W spotkaniu nie mogli wystąpić dwaj liderzy reprezentacji Polski – Jakub Błaszczykowski i Robert Lewandowski. Obaj zawodnicy Borussii Dortmund mają obecnie kontuzje kolan. O „Kubie” od dawna było wiadomo, że musi pauzować do końca sezonu. Z kolei „Lewy” w sobotę nabawił się lekkiego urazu więzadła krzyżowego przedniego i pojechał na leczenie do Niemiec.

Osłabiona brakiem dwóch najlepszych graczy reprezentacja Polski nie potrafiła pokonać lub choćby zremisować w Warszawie z drużyną narodową Szkocji, która wkrótce będzie naszym rywalem w eliminacjach do Euro 2016.

Był to piąty występ Biało-Czerwonych pod wodzą Adama Nawałki, ale trzeci rozgrywany w oficjalnym terminie FIFA i zarazem trzeci bez strzelonego u siebie gola (wcześniej 0:2 ze Słowacją i 0:0 z Irlandią). Trudno się dziwić, że zmarznięci kibice, którzy do Warszawy przyjechali z całej Polski, głośno wygwizdali schodzących do szatni zawodników.

Selekcjoner Adam Nawałka przyjmuje ich reakcję ze zrozumieniem i pokorą.

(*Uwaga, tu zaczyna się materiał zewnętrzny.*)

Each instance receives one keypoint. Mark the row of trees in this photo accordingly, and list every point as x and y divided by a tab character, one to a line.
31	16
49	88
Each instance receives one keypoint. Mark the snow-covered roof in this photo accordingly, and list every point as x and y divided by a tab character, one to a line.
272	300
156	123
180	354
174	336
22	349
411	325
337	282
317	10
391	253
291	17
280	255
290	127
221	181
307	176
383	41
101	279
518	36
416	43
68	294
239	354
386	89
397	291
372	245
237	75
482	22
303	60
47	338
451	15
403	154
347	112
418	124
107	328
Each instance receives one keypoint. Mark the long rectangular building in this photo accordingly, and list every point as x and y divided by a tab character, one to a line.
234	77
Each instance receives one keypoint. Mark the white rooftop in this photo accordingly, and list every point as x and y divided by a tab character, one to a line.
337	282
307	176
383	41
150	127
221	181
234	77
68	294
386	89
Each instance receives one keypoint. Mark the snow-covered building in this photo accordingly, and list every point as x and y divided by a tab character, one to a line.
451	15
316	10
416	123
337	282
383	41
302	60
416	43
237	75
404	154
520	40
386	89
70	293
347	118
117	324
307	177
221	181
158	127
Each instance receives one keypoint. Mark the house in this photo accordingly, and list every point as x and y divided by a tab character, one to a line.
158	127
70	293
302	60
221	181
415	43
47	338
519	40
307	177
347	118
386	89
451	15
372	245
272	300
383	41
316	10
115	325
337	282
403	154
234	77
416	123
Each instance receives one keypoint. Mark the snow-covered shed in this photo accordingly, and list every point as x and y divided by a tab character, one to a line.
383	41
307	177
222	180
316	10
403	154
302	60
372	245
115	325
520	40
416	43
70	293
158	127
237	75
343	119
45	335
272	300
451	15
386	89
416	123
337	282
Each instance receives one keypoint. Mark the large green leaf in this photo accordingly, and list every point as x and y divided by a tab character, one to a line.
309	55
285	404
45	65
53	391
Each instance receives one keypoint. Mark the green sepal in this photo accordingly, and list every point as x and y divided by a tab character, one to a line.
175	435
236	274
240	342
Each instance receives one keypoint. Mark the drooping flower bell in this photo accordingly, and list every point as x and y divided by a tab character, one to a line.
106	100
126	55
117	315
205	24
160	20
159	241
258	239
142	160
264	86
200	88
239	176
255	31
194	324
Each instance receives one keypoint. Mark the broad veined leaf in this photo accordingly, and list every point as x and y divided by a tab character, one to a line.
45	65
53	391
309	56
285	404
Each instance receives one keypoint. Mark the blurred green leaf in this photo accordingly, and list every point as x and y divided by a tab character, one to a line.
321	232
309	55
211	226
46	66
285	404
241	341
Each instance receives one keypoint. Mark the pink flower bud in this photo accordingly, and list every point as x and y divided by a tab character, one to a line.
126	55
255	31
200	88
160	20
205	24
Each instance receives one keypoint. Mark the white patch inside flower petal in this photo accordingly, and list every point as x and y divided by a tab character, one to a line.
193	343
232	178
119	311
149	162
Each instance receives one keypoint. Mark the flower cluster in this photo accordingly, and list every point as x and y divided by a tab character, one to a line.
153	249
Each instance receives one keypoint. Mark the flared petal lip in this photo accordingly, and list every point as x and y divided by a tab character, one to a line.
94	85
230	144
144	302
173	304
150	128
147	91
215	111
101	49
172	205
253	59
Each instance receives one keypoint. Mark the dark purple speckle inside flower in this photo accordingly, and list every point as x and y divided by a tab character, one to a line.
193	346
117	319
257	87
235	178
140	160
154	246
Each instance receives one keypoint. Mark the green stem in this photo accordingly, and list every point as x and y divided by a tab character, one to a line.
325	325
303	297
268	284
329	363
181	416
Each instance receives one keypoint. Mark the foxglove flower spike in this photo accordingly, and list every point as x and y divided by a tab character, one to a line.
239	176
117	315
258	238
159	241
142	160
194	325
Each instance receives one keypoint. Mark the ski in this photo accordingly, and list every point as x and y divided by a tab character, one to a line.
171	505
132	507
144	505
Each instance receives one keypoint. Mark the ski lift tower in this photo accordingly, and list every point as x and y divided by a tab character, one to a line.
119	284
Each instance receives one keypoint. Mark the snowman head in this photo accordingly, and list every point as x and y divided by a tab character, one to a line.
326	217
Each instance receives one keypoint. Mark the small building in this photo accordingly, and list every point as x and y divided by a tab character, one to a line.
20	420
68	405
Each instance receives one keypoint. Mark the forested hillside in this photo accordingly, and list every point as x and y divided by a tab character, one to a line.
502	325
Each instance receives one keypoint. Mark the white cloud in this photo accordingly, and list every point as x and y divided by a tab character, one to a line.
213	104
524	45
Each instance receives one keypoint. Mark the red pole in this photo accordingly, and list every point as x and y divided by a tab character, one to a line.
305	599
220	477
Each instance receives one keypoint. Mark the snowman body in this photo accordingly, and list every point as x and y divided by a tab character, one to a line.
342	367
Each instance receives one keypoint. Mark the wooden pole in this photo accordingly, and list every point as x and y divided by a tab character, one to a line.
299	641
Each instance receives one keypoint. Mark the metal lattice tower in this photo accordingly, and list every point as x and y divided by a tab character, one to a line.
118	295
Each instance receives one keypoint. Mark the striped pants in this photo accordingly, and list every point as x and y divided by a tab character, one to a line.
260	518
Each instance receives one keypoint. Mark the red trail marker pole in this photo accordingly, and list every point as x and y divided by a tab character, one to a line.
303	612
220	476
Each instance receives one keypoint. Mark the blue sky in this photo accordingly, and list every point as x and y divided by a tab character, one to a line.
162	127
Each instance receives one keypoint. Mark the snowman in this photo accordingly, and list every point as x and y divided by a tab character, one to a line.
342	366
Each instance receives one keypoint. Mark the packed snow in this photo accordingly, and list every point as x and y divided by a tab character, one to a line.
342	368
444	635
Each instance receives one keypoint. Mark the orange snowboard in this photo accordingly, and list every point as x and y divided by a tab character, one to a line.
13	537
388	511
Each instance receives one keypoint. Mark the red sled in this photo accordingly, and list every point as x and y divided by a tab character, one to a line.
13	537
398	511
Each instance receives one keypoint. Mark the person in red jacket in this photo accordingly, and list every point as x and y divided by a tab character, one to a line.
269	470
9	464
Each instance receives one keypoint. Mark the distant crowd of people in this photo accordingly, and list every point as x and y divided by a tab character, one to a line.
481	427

- Duża grupa kibiców była rozczarowana, że nie spełniamy ich oczekiwań. Wiadomo - zwycięstwa mają wpływ na atmosferę. Dziś wszyscy jesteśmy bardzo niezadowoleni - przyznaje trener polskiej drużyny. - Ten mecz pokazał, jak wiele pracy nas czeka przed eliminacjami Euro 2016, jeśli chodzi o skuteczność. Przede wszystkim w ofensywie, ale również w defensywie.

Z kolei Łukasz Piszczek, który w meczu ze Szkocją pełnił rolę kapitana, zapytany o reakcję kibiców odpowiada krótko.

- Mam nadzieję, że następny mecz wygramy, a kibice będą po nim bardziej zadowoleni niż miało to miejsce teraz - mówi.